I setup an AWS Glue job to process S3 files present in another AWS account B. The IAM role in Account A(glue job IAM role) is using STS to assume a role in Account B which provides access to my desired files. Account B's IAM role have Trust relationship to the Glue job role in Account A. I was able to print access key and secret key, so assuming the STS is working well.
I get below error:
An error occurred while calling o83.json. com.amazon.ws.emr.hadoop.fs.shaded.com.amazonaws.services.s3.model.AmazonS3Exception: Access Denied (Service: Amazon S3; Status Code: 403; Error Code: AccessDenied;
what is the right implementation of S3A connector as i get Access Denied Exception.
Here is my code:
from __future__ import print_function
from pyspark import SparkContext
from pyspark import SparkConf
from pyspark import SQLContext
from pyspark.sql import SparkSession
from pyspark.sql import Row
from pyspark.sql.functions import col
from pyspark.sql.types import *
from pyspark.sql import HiveContext
from pyspark.sql.functions import explode
from pyspark.sql.functions import explode_outer
from pyspark.sql.functions import substring_index
from pyspark.sql.functions import input_file_name
from pyspark.sql import functions as f
import sys
import os
import os
import boto3
import sys
import errno
import time
import datetime
from datetime import timedelta, date
from pyspark.sql.functions import split
from pyspark.sql.functions import substring
from boto3.session import Session
spark = SparkSession\
.builder\
.appName("JsonInputFormat")\
.enableHiveSupport()\
.getOrCreate()\
sc = spark.sparkContext
hive_context = HiveContext(sc)
hive_context.setConf("hive.exec.dynamic.partition", "true")
hive_context.setConf("hive.exec.dynamic.partition.mode", "nonstrict")

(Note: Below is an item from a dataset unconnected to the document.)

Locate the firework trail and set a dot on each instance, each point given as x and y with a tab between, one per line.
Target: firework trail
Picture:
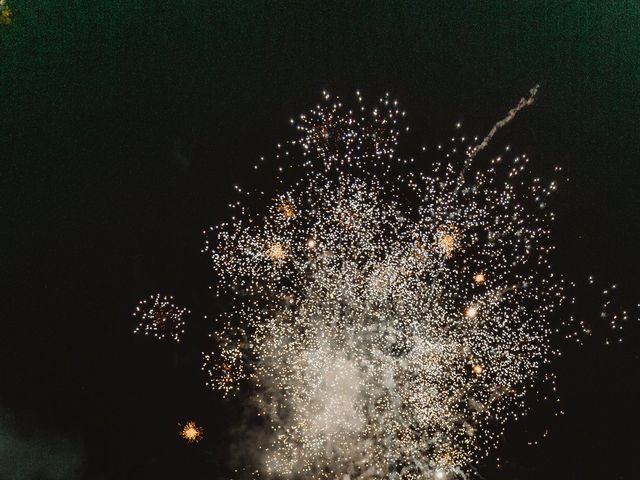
388	324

hive_context.setConf("hive.serialization.extend.nesting.levels","true")
sqlCtx = HiveContext(sc)
client = boto3.client('sts')
response = client.assume_role(RoleArn='ROLE_TO_ASSUME', RoleSessionName='AssumeRoleSession1')
credentials = response['Credentials']
ACCESS_KEY = credentials['AccessKeyId']
SECRET_KEY = credentials['SecretAccessKey']
print('access key is {}'.format(ACCESS_KEY))
print('secret key is {}'.format(SECRET_KEY))
print("Hadoop version: " + sc._gateway.jvm.org.apache.hadoop.util.VersionInfo.getVersion())
session = Session(aws_access_key_id=ACCESS_KEY, aws_secret_access_key=SECRET_KEY)
s3 = session.resource('s3')
spark._jsc.hadoopConfiguration().set("fs.s3a.access.key", ACCESS_KEY)
spark._jsc.hadoopConfiguration().set("fs.s3a.secret.key", SECRET_KEY)
spark._jsc.hadoopConfiguration().set("com.amazonaws.services.s3a.enableV4", "true")
spark._jsc.hadoopConfiguration().set("fs.s3a.endpoint", "s3-us-east-1.amazonaws.com")
spark._jsc.hadoopConfiguration().set("fs.s3a.impl","org.apache.hadoop.fs.s3a.S3AFileSystem")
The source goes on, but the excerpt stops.